The research is clear: when we choose humble, unassuming people as our leaders, the world around us becomes a better place.
it’s not that humble leaders can’t ever be charismatic. Researchers agree that we could classify charismatic leaders as “negative” or “positive” by their orientation toward pursuing their self-interested goals versus those of their groups. These two sides of charismatic leadership have also been called personalized and socialized charisma. Although the socialized charismatic leader has the aura of a hero, it is counteracted with low authoritarianism and a genuine interest in the collective welfare. In contrast, the personalized charismatic leader’s perceived heroism is coupled with high authoritarianism and high narcissism. It is when followers are confused and disoriented that they are more likely to form personalized relationships with a charismatic leader. Socialized relationships, on the other hand, are established by followers with a clear set of values who view the charismatic leader as a means to achieve collective action.

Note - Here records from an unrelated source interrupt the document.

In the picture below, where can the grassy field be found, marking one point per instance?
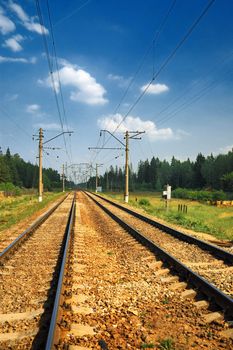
(15, 209)
(200, 217)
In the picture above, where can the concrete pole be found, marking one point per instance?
(107, 182)
(40, 164)
(63, 178)
(126, 196)
(96, 177)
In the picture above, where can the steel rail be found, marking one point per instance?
(10, 248)
(214, 294)
(216, 251)
(53, 334)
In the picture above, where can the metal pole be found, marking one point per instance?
(96, 177)
(40, 164)
(63, 179)
(90, 177)
(126, 197)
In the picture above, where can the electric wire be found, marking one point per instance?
(58, 77)
(72, 13)
(166, 62)
(50, 66)
(151, 46)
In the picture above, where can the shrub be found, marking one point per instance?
(9, 189)
(183, 193)
(144, 201)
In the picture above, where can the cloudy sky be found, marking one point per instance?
(116, 65)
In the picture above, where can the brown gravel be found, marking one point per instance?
(25, 281)
(200, 261)
(131, 307)
(10, 234)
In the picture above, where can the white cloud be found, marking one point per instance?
(111, 121)
(226, 149)
(32, 109)
(48, 126)
(19, 11)
(85, 88)
(27, 22)
(155, 89)
(12, 97)
(31, 60)
(119, 79)
(13, 43)
(6, 25)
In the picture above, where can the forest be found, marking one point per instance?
(14, 170)
(211, 172)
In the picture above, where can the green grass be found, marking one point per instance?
(201, 217)
(15, 209)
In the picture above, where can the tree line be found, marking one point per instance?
(211, 172)
(13, 169)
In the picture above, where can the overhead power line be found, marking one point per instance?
(165, 63)
(151, 46)
(168, 59)
(50, 66)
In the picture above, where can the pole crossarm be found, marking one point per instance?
(106, 148)
(62, 133)
(113, 136)
(53, 148)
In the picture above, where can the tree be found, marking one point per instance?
(199, 181)
(227, 182)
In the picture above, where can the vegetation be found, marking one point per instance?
(15, 173)
(200, 217)
(147, 346)
(199, 195)
(204, 173)
(14, 209)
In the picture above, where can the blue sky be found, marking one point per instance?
(100, 44)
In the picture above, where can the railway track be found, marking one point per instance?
(118, 295)
(207, 268)
(29, 272)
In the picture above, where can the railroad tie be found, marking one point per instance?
(227, 333)
(201, 304)
(212, 317)
(178, 286)
(80, 330)
(188, 294)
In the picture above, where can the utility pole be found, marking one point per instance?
(63, 178)
(96, 176)
(40, 164)
(126, 196)
(133, 136)
(41, 148)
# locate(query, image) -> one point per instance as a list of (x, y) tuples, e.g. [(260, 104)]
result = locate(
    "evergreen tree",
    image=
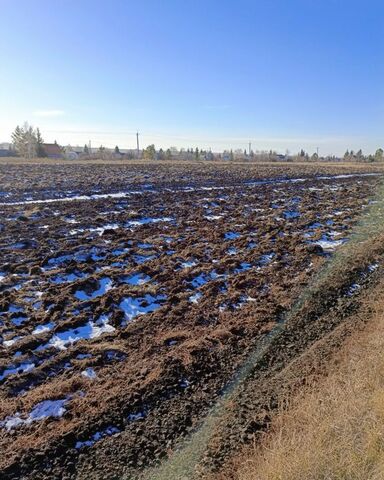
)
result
[(150, 152), (39, 145), (379, 154)]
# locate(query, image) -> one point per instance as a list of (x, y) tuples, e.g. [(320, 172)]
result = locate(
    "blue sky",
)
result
[(283, 74)]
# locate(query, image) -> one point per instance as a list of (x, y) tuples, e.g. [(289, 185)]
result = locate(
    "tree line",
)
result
[(28, 142)]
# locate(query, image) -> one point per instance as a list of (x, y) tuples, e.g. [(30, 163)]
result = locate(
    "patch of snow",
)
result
[(105, 284), (137, 279), (231, 235), (132, 307), (89, 373), (107, 432), (63, 340), (23, 367), (43, 328), (195, 297)]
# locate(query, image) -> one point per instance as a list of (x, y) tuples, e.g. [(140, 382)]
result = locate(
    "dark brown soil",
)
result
[(219, 254)]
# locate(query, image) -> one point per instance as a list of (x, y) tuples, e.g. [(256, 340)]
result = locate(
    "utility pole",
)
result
[(137, 144)]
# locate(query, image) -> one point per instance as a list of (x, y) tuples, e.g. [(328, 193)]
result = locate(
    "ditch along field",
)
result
[(131, 294)]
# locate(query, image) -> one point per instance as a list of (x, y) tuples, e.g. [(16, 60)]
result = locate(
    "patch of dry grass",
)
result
[(334, 430)]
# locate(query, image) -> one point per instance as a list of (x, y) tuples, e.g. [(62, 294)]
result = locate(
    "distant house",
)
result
[(52, 150)]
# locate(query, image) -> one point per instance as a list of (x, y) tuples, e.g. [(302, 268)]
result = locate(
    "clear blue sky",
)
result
[(283, 74)]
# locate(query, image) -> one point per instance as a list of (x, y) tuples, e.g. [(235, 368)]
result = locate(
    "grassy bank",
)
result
[(334, 429)]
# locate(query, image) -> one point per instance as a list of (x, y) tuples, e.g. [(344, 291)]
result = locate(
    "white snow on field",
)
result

It’s not that charismatic and narcissistic people can’t ever make good leaders. … The problem is that we select negative charismatic leaders much more frequently than in the limited situations where the risk they represent might pay off.
While this may sound hopeless, there is another way of looking at it. Essentially, we have the leaders we deserve. As we collectively select and construct our leaders to satisfy our own needs and desires, we can choose humility or socialized charisma over narcissism.